皆さんの中に普段薬をまったく飲んでいないという方はいらっしゃいますか。私は今まで薬を常用することがなかったのですが、最近、健康診断の結果を見た掛かり付け医の先生が血圧を下げる薬、コレステロールを減らす薬、腸を整える薬を処方してくれるようになり、毎食後服用するようになりました。まだ習慣になっていないので、ときどき飲むのを忘れてしまいますが。

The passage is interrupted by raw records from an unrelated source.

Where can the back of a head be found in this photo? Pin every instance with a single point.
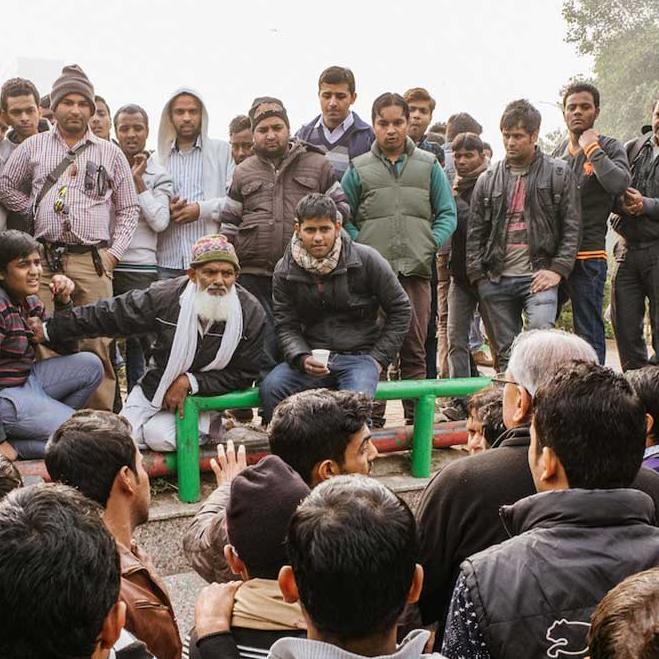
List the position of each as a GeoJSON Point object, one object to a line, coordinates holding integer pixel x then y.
{"type": "Point", "coordinates": [537, 354]}
{"type": "Point", "coordinates": [59, 574]}
{"type": "Point", "coordinates": [591, 418]}
{"type": "Point", "coordinates": [88, 450]}
{"type": "Point", "coordinates": [625, 624]}
{"type": "Point", "coordinates": [645, 383]}
{"type": "Point", "coordinates": [462, 122]}
{"type": "Point", "coordinates": [316, 425]}
{"type": "Point", "coordinates": [353, 547]}
{"type": "Point", "coordinates": [262, 501]}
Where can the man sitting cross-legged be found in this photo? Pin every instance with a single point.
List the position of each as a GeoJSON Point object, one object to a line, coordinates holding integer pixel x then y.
{"type": "Point", "coordinates": [35, 396]}
{"type": "Point", "coordinates": [319, 433]}
{"type": "Point", "coordinates": [329, 293]}
{"type": "Point", "coordinates": [208, 338]}
{"type": "Point", "coordinates": [94, 452]}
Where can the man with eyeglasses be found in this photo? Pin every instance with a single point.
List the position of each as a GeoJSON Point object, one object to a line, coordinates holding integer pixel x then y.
{"type": "Point", "coordinates": [83, 203]}
{"type": "Point", "coordinates": [459, 511]}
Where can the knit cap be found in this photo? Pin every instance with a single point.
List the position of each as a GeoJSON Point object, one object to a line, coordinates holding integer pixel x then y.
{"type": "Point", "coordinates": [262, 501]}
{"type": "Point", "coordinates": [267, 106]}
{"type": "Point", "coordinates": [214, 247]}
{"type": "Point", "coordinates": [72, 81]}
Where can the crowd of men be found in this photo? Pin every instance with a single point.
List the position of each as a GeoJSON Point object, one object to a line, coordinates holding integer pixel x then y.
{"type": "Point", "coordinates": [314, 266]}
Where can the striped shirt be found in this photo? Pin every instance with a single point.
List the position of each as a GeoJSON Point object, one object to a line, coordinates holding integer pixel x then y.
{"type": "Point", "coordinates": [187, 172]}
{"type": "Point", "coordinates": [16, 349]}
{"type": "Point", "coordinates": [98, 182]}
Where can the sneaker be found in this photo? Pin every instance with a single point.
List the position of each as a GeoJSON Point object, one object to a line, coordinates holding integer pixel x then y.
{"type": "Point", "coordinates": [481, 358]}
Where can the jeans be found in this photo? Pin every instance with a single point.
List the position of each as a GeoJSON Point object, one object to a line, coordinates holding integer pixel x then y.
{"type": "Point", "coordinates": [636, 278]}
{"type": "Point", "coordinates": [504, 302]}
{"type": "Point", "coordinates": [261, 288]}
{"type": "Point", "coordinates": [54, 389]}
{"type": "Point", "coordinates": [462, 302]}
{"type": "Point", "coordinates": [348, 372]}
{"type": "Point", "coordinates": [585, 287]}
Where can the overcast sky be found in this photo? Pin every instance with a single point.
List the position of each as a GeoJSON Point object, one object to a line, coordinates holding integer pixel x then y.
{"type": "Point", "coordinates": [472, 55]}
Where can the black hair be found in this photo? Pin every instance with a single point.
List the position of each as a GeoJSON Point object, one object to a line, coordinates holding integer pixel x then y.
{"type": "Point", "coordinates": [578, 87]}
{"type": "Point", "coordinates": [99, 99]}
{"type": "Point", "coordinates": [88, 450]}
{"type": "Point", "coordinates": [17, 87]}
{"type": "Point", "coordinates": [352, 544]}
{"type": "Point", "coordinates": [462, 122]}
{"type": "Point", "coordinates": [131, 108]}
{"type": "Point", "coordinates": [520, 113]}
{"type": "Point", "coordinates": [487, 405]}
{"type": "Point", "coordinates": [624, 625]}
{"type": "Point", "coordinates": [239, 124]}
{"type": "Point", "coordinates": [59, 573]}
{"type": "Point", "coordinates": [387, 100]}
{"type": "Point", "coordinates": [468, 142]}
{"type": "Point", "coordinates": [337, 75]}
{"type": "Point", "coordinates": [590, 416]}
{"type": "Point", "coordinates": [645, 383]}
{"type": "Point", "coordinates": [10, 477]}
{"type": "Point", "coordinates": [15, 244]}
{"type": "Point", "coordinates": [316, 425]}
{"type": "Point", "coordinates": [315, 206]}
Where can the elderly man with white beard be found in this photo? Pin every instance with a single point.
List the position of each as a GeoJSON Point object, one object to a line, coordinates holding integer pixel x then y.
{"type": "Point", "coordinates": [209, 338]}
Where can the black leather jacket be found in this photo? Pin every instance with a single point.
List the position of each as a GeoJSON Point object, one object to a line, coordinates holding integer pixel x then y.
{"type": "Point", "coordinates": [553, 218]}
{"type": "Point", "coordinates": [340, 311]}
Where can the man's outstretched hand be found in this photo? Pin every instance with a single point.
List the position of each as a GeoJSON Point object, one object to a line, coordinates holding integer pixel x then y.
{"type": "Point", "coordinates": [175, 396]}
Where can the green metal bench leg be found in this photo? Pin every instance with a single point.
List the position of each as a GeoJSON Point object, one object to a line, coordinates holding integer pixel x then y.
{"type": "Point", "coordinates": [187, 453]}
{"type": "Point", "coordinates": [424, 413]}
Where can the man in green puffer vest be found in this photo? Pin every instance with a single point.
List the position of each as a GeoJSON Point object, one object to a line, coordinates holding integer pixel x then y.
{"type": "Point", "coordinates": [402, 206]}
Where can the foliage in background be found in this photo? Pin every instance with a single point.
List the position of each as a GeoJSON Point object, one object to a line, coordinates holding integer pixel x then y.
{"type": "Point", "coordinates": [622, 38]}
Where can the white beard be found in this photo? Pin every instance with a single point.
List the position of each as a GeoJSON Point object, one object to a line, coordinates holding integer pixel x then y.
{"type": "Point", "coordinates": [213, 308]}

この感話会で大切なことはお題目を唱えることです。お経を読む時間の方が長いのですが、どちらが大事かといえばお題目を唱えることです。日蓮聖人はお題目を唱えることの大切さを「薬」に喩えました。私たちは病を治したり、予防するために薬を服用します。薬の細かな化学的成分まで理解しているわけではありませんが、あまり疑うこともなく飲んでます。
日蓮聖人はお題目もまったく同じで、薬を服用するようにその効能を信じて、毎日唱えることが大切だというのです。
母の日
先週の日曜日は母の日でした。「亡き母のお墓まいりに行きました」、「仏壇に好きだった花をお供えしました」、あるいは母親である方は「普段は連絡のない息子が珍しく電話をくれました」などということもあったでしょうか。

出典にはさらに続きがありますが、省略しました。